Pittsburgh Sledgehammers

Club information
- Full name: Pittsburgh Sledgehammers Rugby League Football Club
- Nickname(s): Sledgehammers, Hammers
- Colours: Black Gold
- Founded: 2010; 16 years ago

Current details
- Ground: Founders Field Cheswick, Pennsylvania (2,500);
- Coach: Ken DeLucia
- Captain: Ken DeLucia
- Competition: USA Rugby League
- 2010: 10th

= Pittsburgh Sledgehammers =

US semi-professional rugby league club, based in Cheswick, Pennsylvania

The Pittsburgh Sledgehammers are a rugby league football team based in the Pittsburgh area. They are currently confirmed to be affiliated with the new USA Rugby League. They play their games at Founders Field in Cheswick, Pennsylvania.
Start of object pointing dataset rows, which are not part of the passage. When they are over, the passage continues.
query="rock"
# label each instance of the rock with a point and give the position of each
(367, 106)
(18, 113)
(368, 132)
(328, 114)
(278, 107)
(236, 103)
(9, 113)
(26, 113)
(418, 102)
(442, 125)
The club was founded as the Pittsburgh Vipers, and joined the American National Rugby League (AMNRL) as an expansion team for the 2010 season. In 2011 they were one of seven teams to depart the AMNRL to form the USA Rugby League, adopting their current name shortly thereafter. On February 18, 2011 it was announced they would serve as a "developmental" team in the new league. In June 2015, it was announced the Sledgehammers would be coming out of hiatus and participate in the USARL in the 2016 season under new management.

==History==
The team, originally known as the Pittsburgh Vipers, was founded in 2010. They joined the American National Rugby League as an expansion team for the 2010 season, replacing the Bucks County Sharks, who had suspended operations for the year. Their first scheduled match was against the Washington, D.C. Slayers, but the Slayers were unable to travel to Pittsburgh as scheduled, which meant their first game was postponed. They played their first game in round 2 of the 2010 AMNRL season, where they lost 80–4 against the Fairfax Eagles.

In 2011 the team was one of seven teams to leave the AMNRL to form the new USA Rugby League. They changed their name to the Pittsburgh Sledgehammers shortly after. In February 2011 it was announced the Sledgehammers would be participating as a "developmental" team in the new league.

==Logo and colors==
Their jerseys are black and gold, the traditional colors of Pittsburgh sports. Black and gold are the colors of the city's flag as well as the Pittsburgh Pirates, the Pittsburgh Steelers and the Pittsburgh Penguins.